The aircraft crashed Monday in the Thasi area, near the border between Borikhamxay and Xaysomboun provinces, the Lao News Agency said. The brief report, citing the Ministry of National Defence, did not say anything about the fate of the four crew members and 19 passengers who were aboard the helicopter, adding only that “many details remain unknown.”

The ministry had said Tuesday that the aircraft had an “accident” and lost communications with the aviation control centre soon after it took off from the capital, Vientiane, on Monday afternoon.
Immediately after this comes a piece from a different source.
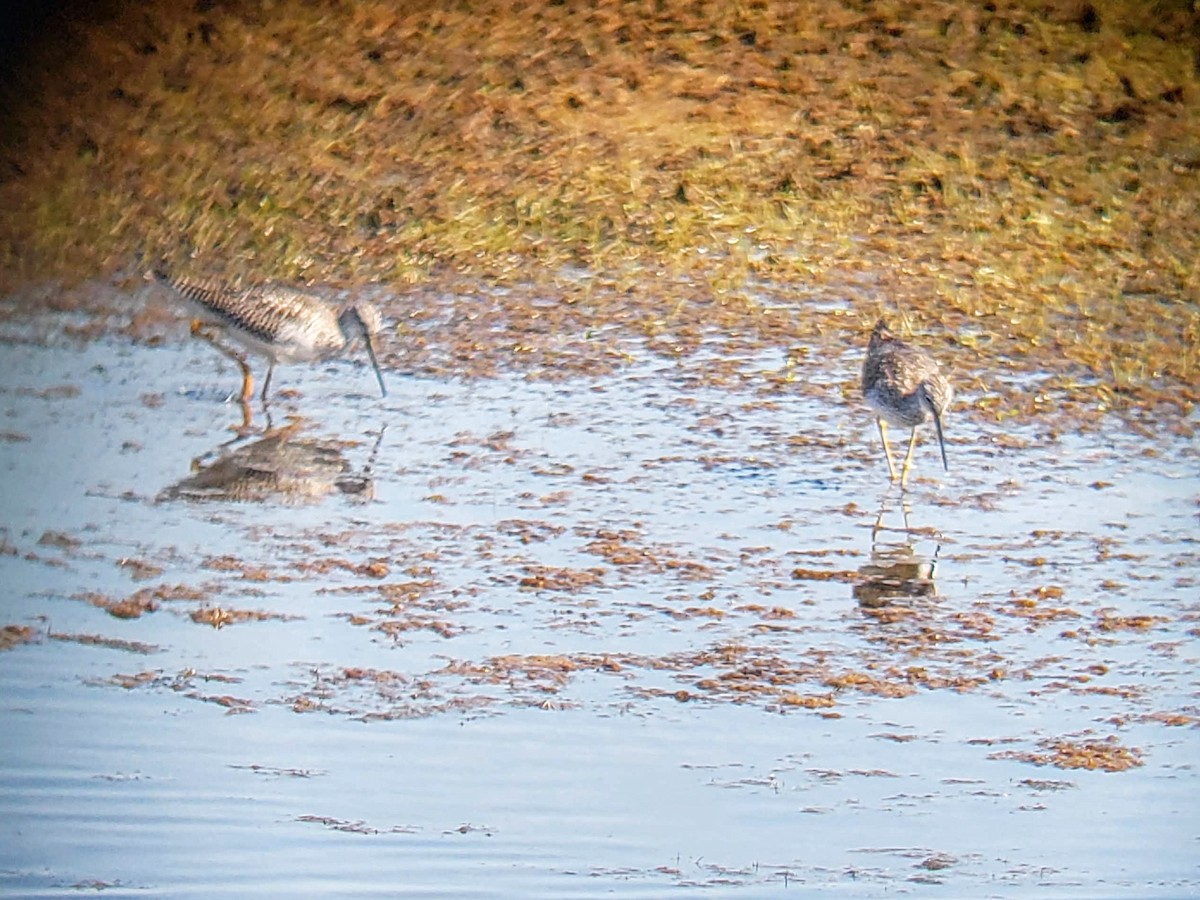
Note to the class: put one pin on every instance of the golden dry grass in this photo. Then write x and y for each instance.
(1025, 173)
It said airborne access to the scene of the accident was impossible due to bad weather, and that only ground search efforts were being conducted.

The ministry’s Tuesday announcement said the helicopter was en route to Xiengkhuang and Houaphanh provinces in the northeast and the east of the country.

The passengers aboard the Mi-7 have not been publicly identified.

The country’s defence and public security ministers, and the governor of Vientiane, were among at least 17 people killed a year ago when a Ukrainian-made Antonov AN-74 plane operated by the military crashed on its approach to the airport in Xiengkhuang.

In 2013, a Lao Airlines ATR-72 turboprop crashed during a heavy storm as it approached Pakse Airport in southern Laos, killing all 49 people on board.